“In one way, yes. But there is a world of books to which your school training will open the door. To me, that world is everything, or was. I find—some other things—begin to interest me now.”
“What things, Grandmother?”
“No matter, little questioner; but things utterly different from any printed page.” When Madam Calthorp said anything that Steenie did not understand, the latter readily attributed it to the lady’s great “intelligence,” which she had now learned to call by its right name.

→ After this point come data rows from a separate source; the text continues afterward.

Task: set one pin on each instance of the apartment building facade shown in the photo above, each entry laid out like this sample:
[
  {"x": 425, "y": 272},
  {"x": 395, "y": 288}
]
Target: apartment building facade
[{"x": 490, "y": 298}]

But, somehow, that little talk had set both old and young hearts to lighter beating; and Steenie departed kitchen-ward, feeling that “watching Mary Jane” was something interesting, even if it could not quite equal a race on the sands with Tito.
But of that beloved animal she dared not think often. It was apt to make a troublesome “ache” come “in her throat,” and it “didn’t do any good.”
On the following morning, feeling very curious and happy, Steenie entered the primary department of the great school for which Old Knollsboro was famous. She did not know that girls “going on eleven” usually disdained “primaries” as far beneath them, and she wouldn’t have cared if she had; but, at the first recess, she was enlightened on the subject by a young miss in braids, who remarked, patronizingly, “Oh, you’re the new girl, aren’t you?”
“I’m not new,—not very. I’m over ten.”
“What? I don’t mean new that way. You just came.”
“No. I have been here ever so long. Grandmother says ’bout three weeks.”
“Don’t you feel mad to go with the little ones?”